Солнце грело всё сильнее с каждым днем, и скорость, с которой природа возрождалась после зимы, завораживала. Особенно любила я первые березовые листочки – липкие, яркие и блестящие. Любовалась, но и собирала тоже. Сама не зная зачем, постоянно пополняла свою травяную аптечку. Привычка, должно быть, да и нет здесь других лекарств, если разобраться.
А когда просохли дороги, явилась она. Деревенская дурища невнятного возраста со своим младенцем. Мялась у ворот, пока Уголек исходил тонким лаем. На Василису не лаял, подлец.
– Заблудилась? – рявкнула я, подкравшись сзади по тропинке и больно ткнув бабу посохом.

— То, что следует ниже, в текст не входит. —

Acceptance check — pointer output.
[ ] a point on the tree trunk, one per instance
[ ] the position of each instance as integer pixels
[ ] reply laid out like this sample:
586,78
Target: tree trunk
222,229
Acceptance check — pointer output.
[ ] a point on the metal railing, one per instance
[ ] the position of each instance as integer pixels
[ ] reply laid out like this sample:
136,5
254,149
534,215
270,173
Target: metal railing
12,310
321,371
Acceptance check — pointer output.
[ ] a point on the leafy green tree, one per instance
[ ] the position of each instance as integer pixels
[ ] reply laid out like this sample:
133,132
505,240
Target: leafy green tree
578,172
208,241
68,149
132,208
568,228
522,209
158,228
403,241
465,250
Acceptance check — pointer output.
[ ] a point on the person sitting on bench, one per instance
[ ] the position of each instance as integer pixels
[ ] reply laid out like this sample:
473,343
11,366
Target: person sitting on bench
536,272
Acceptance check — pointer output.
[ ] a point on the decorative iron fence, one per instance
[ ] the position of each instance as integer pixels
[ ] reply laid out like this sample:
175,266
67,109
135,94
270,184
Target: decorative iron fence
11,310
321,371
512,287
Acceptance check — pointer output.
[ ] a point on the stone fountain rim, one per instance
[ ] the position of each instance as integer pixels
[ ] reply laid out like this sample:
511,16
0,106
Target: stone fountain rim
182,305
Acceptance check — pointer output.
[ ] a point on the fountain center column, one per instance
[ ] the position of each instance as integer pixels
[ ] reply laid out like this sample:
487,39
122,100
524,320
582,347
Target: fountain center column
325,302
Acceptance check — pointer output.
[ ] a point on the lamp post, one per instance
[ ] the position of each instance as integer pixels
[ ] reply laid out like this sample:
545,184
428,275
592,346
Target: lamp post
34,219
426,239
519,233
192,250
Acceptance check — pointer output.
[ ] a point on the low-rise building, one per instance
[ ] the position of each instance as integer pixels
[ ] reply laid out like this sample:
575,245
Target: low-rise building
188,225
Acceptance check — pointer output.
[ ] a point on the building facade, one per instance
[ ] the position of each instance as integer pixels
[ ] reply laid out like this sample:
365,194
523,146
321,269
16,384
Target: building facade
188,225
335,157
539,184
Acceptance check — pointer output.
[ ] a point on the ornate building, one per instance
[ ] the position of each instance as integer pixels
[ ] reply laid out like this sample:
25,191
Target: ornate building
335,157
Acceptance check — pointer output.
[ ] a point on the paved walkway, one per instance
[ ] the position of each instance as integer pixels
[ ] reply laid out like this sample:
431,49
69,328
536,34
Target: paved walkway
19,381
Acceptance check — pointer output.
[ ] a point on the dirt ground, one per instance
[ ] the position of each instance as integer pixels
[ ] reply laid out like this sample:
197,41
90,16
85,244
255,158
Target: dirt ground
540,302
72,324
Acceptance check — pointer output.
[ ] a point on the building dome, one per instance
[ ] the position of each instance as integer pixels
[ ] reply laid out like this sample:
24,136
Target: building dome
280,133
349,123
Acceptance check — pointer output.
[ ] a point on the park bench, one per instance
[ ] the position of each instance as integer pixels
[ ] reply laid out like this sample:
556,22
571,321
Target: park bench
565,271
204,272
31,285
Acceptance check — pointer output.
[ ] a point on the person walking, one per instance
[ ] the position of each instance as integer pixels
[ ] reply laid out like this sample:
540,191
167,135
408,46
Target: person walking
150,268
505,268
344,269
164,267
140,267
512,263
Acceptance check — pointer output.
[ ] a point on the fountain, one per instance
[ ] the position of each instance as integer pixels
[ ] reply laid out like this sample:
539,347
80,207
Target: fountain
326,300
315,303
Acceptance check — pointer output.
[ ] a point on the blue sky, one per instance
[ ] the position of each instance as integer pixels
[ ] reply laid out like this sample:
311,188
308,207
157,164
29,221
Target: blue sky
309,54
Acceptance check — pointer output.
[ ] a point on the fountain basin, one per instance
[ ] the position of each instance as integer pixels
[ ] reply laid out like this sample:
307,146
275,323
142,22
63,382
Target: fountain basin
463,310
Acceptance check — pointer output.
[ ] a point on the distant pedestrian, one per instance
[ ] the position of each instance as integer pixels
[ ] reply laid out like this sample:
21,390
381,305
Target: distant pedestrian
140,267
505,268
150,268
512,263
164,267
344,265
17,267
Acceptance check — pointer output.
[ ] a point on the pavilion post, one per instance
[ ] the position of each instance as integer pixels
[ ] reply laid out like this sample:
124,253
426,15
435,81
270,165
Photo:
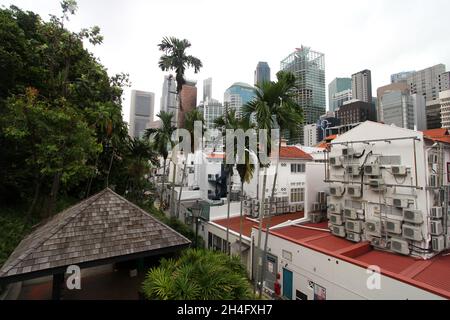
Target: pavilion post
58,281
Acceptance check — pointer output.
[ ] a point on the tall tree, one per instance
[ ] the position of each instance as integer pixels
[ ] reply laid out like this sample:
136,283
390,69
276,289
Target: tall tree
274,108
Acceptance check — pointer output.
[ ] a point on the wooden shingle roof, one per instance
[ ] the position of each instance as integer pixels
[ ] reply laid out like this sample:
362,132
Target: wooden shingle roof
102,227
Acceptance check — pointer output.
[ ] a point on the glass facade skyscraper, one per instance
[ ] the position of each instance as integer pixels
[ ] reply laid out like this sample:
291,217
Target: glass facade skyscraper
238,95
309,68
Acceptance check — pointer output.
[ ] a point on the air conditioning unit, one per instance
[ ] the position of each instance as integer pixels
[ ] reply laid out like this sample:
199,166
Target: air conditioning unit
378,243
437,213
336,219
354,191
334,208
350,213
412,232
338,231
400,246
399,170
348,152
394,227
438,243
372,170
433,183
373,227
413,216
335,162
436,228
336,191
316,206
400,203
353,226
353,170
316,217
377,185
354,237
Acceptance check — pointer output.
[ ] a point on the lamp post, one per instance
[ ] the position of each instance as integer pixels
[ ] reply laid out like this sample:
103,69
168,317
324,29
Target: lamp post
196,213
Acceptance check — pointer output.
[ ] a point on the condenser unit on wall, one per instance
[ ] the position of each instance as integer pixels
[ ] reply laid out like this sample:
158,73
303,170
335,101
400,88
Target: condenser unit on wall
437,213
334,208
412,232
335,162
394,227
413,216
438,243
353,226
399,170
436,228
400,246
353,170
350,213
336,219
373,227
354,191
400,203
354,237
338,231
372,170
348,152
336,191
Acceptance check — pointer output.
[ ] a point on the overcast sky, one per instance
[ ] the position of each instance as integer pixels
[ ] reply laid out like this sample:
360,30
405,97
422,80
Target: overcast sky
230,37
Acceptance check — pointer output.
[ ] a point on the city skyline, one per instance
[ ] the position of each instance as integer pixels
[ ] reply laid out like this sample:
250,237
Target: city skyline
366,17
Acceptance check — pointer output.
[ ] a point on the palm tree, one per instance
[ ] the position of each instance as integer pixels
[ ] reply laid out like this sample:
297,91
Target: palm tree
191,118
274,107
198,275
162,140
230,120
175,58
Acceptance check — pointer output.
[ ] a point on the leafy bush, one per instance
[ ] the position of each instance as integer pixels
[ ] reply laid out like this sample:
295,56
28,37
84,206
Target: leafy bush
198,275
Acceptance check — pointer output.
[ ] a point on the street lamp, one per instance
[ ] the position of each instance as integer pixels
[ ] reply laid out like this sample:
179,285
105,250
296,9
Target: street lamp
196,211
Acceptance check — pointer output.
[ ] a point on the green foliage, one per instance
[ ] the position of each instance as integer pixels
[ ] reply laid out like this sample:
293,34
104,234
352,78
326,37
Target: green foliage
198,275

Она взвизгнула, как поросёнок, хотя через одежду наверняка было не больно. Младенец тут же зашёлся криком, но каким-то хриплым и уставшим, захныкал. Молодуха заплакала, и я решила взять беседу в свои руки:
– Случайно, говорю, сюда вышла? Куда прёшься?
Она испуганно замотала головой, поправила платок и затараторила:
– Да как же случайно! Муж привез, он с телегой дальше проехать не смог! Ждёт, – она неопределенно махнула рукой в ту сторону, откуда пришла. – Иван-царевич сказал: Яга поможет, ты, стало быть. Рассказал, как хату твою найти, да что надо поклониться непременно, чем Бог послал. Мы люди бедные, но не откажи, уважь, матушка.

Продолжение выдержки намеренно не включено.